Parmi les textes qui ont marqué l’histoire littéraire du sceau indélébile de leur universalité, Les Mille et une nuits offrent une vision remarquable du récit. Le dédoublement de la narration en récit cadre et récit emboîté multiplie les possibilités d’exploration du champ littéraire. Les Mille et une nuits a influencé, à l’instar d’autres ouvrages de la littérature arabo-persane, la tradition occidentale du conte comme, à titre d’exemple, Le Décaméron de Boccace, lui-même source d’inspiration de L’Heptaméron de Marguerite de Navarre.

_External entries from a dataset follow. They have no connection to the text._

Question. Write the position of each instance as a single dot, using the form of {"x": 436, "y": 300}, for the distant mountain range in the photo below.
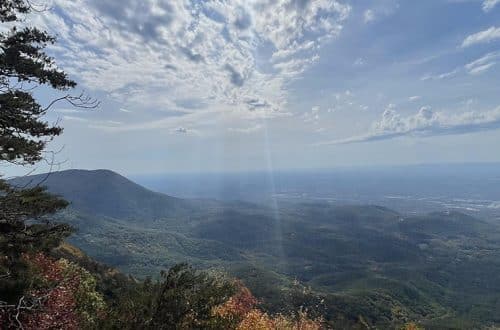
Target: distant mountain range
{"x": 357, "y": 261}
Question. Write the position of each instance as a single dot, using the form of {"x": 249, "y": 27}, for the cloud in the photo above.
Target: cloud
{"x": 359, "y": 62}
{"x": 368, "y": 16}
{"x": 182, "y": 130}
{"x": 488, "y": 5}
{"x": 483, "y": 63}
{"x": 484, "y": 36}
{"x": 440, "y": 76}
{"x": 246, "y": 130}
{"x": 152, "y": 53}
{"x": 425, "y": 123}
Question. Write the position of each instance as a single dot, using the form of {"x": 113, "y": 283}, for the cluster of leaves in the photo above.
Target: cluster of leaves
{"x": 241, "y": 312}
{"x": 61, "y": 295}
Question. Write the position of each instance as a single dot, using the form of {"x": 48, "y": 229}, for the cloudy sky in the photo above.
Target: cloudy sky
{"x": 246, "y": 85}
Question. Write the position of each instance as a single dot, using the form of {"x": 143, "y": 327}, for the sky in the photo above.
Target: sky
{"x": 195, "y": 86}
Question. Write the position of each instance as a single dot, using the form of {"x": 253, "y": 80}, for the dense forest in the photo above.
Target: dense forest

L’aspect le plus significatif pour la perspective que nous envisageons dans ce qui suit est sans doute celui de l’importance capitale, voire vitale, qu’acquiert la parole dans Les Mille et une nuits. Edgard Weber, dans son étude du chef-d’oeuvre anonyme, évoque ce point auquel nous nous intéressons. Il désigne la parole telle qu’elle apparaît dans ce recueil de contes, comme « une parole qui lutte contre la mort »240. Et c’est en tant que telle que nous abordons la parole dans les romans de Boudjedra et Kundera. Nous ne nous arrêtons certes pas au procédé formel du récit cadre repris dans La Répudiation et L’Insolation car tel n’est pas notre propos. Cependant, nous évoquerons entre autres procédés, celui de l’enchâssement des récits en tant que révélateur de l’écriture de l’urgence.
- WEBER, Edgard. Le Secret des Mille et une nuits – L’Inter-dit de Shéhérazade, Paris, Eché, 1987, 237 pages; p. 5.